Perché vi siete accampati davanti all’Unhcr?

Il primo ottobre le forze libiche hanno fatto un raid nel quartiere di Gargarish. Hanno arrestato i rifugiati casa per casa, comprese donne e bambini. Li hanno portati sulla strada principale, ammanettati, e poi nei centri. Chi ha provato a fuggire è stato colpito. Davanti a me hanno sparato tre donne. Una è morta subito.

E lei?

Io sono riuscito a nascondermi e a non farmi prendere. Il giorno dopo sono venuto all’Unhcr per cercare riparo e ho trovato altri sopravvissuti. Nei giorni seguenti ci sono stati rastrellamenti in diverse zone della città. Altre persone ci hanno raggiunto. La gente ha paura. Il 6 ottobre c’è stata una fuga di massa da Al-Mabani, dove erano state imprigionate migliaia di persone. Molti sono venuti qui e i numeri sono cresciuti.

Perché protestate?

Non possiamo più stare in Libia, dobbiamo andare in un paese sicuro. Qui finiamo continuamente nei centri di detenzione, in posti come Ain Zara, Sharia Al Zawya, Al Nasr. Io ero a Tajoura quando è stato bombardato nel 2019. Siamo registrati presso l’Unhcr ma le evacuazioni sono ferme. Se prendiamo il mare la guardia costiera libica ci intercetta e ci porta nei centri di detenzione, dove subiamo violenze e torture. C’è un numero enorme di donne incinte per gli stupri subiti nei centri. Quando l’Onu visita questi luoghi raccontiamo quello che accade. Loro ascoltano. Ma la situazione non cambia.

Ha provato ad attraversare il mare?

Sì, quattro volte. Ma sono stato intercettato e arrestato. Ogni volta sono riuscito a scappare. Alcuni rifugiati pagano per uscire, per esempio gli eritrei o i somali, ma per noi sudanesi è impossibile trovare i soldi. Noi possiamo solo scappare.

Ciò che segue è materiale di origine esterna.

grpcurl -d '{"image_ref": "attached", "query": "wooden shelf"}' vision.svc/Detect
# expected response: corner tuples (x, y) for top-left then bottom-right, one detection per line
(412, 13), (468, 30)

Perché ha lasciato il Sudan?

Nel 2003 il mio villaggio nel Darfur è stato attaccato. Molte persone sono state uccise dalle milizie del governo, compreso mio padre e una sorella. Poi hanno dato fuoco alle case. Siamo andati nel campo profughi di Kalma, vicino la città di Nyala, Darfur meridionale. Ho vissuto lì per 13 anni. Nel 2016 sono venuto in Libia per provare a raggiungere l’Europa.

È registrato presso l’Unhcr?

Sì, dal 2017. Ho visto trasferire rifugiati in Canada, Italia, Svezia, Norvegia. Altri li portano nei campi in Niger e Ruanda dove attendono il ricollocamento. Ma io sono ancora qua, non so perché.

Cosa chiedete a Italia ed Europa?

Chiediamo al primo ministro italiano, a quelli degli altri paesi membri e all’Unione Europea di aiutarci. Non possiamo più vivere in Libia. Evacuateci.